Saturday, 6 October 2012

The dregs of democracy

Its conference season. Its also election time in the USA. Last Wednesday there was a Presidential debate between Mitt Romney and Barack Obama, and earlier in the week Ed Milliband's conference speech.  What did we learn from these two events? The main outcome for me was that we learned how impoverished our democracy is in the west, how hollowed out it has become. We used to have a choice. In the UK it was a clear-cut choice between Labour and Conservative. Not any more. Politics has become homogenous. The very people who claim that they want us to have more choice, by which they really mean more privatisation, want us to have less and less choice when it comes to politics, and who we can vote for.

What was scary about to Obama-Romney debate wasn't the fact that , by all accounts, Romney won. It was the lack if difference between the two candidates. So dominant has the neoliberal consensus become amongst the political class that the debate is nuanced between minor differences in policy, whether to cut taxes a bit more or a bit less, whether to have a bit more private sector. Politics is now about personality. Is Ed a strong leader? Is he a geek? Who do you prefer Cameron or Milliband, Romney or Obama? Politicians have to market themselves to the electorate as Ed Milliband did on Tuesday. This is pure and utter bullshit, and a complete distraction from the things that matter - like policies for instance. But its a distraction which suits the neoliberal right. Let people argue about whether Cameron is better than Milliband, while we get on with asset stripping the NHS and the Public sector. Glenn Greenwald, writing in the Guardian, hit the nail on the head:
"Wednesday night's debate between Barack Obama and Mitt Romney underscored a core truth about America's presidential election season: the vast majority of the most consequential policy questions are completely excluded from the process. This fact is squarely at odds with a primary claim made about the two parties – that they represent radically different political philosophies – and illustrates how narrow the range of acceptable mainstream political debate is in the country."

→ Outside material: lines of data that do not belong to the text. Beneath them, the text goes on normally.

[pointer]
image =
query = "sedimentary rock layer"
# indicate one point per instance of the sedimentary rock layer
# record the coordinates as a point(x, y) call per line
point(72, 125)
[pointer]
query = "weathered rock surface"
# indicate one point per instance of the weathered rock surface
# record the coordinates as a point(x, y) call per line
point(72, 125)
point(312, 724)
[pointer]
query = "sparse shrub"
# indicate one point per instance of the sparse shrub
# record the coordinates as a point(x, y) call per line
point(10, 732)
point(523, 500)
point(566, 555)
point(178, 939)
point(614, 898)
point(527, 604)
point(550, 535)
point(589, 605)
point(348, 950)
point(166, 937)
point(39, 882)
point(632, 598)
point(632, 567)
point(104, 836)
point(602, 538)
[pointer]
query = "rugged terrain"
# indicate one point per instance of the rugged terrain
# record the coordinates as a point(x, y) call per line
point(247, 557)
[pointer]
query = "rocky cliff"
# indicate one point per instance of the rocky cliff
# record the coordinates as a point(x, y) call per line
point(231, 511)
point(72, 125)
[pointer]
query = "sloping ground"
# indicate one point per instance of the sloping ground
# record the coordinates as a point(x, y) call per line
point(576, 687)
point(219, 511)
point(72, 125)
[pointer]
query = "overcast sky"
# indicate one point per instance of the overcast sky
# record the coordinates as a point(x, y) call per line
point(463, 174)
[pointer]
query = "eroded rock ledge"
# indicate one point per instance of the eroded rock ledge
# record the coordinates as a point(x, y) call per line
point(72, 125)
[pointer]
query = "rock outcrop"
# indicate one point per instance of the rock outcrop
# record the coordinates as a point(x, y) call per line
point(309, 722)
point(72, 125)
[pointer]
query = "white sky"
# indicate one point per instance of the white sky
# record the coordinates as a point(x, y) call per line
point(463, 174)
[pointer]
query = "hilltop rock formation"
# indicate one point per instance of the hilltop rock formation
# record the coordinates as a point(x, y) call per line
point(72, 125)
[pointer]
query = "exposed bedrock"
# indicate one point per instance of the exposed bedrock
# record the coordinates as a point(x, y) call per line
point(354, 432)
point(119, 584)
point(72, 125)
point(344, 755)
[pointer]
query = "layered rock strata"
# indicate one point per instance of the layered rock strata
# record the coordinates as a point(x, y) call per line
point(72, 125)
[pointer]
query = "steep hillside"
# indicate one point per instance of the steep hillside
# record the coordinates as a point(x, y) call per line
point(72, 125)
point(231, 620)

The first Kennedy and Nixon debate in 1960

Out in the real world however, as we have seen all over the world, in Mexico, Spain, and the USA, millions of people want real choice and real change. Here in the UK our politicians have the democratic system with a Parliament and first-past-the-post voting system that is more fitted to the 17th century than the 21st century. That is why people are increasingly disillusioned with the democratic process. But that, in itself, suits politicians. However few people vote, they still get to be in power. What we have now, is a sham democracy instead of a proper democracy.  This is a sort of corporate-neoliberal totalitarianism maintained and stitched-up between corporations, politicians and the media, and before things can be changed for the better they look set to get much worse.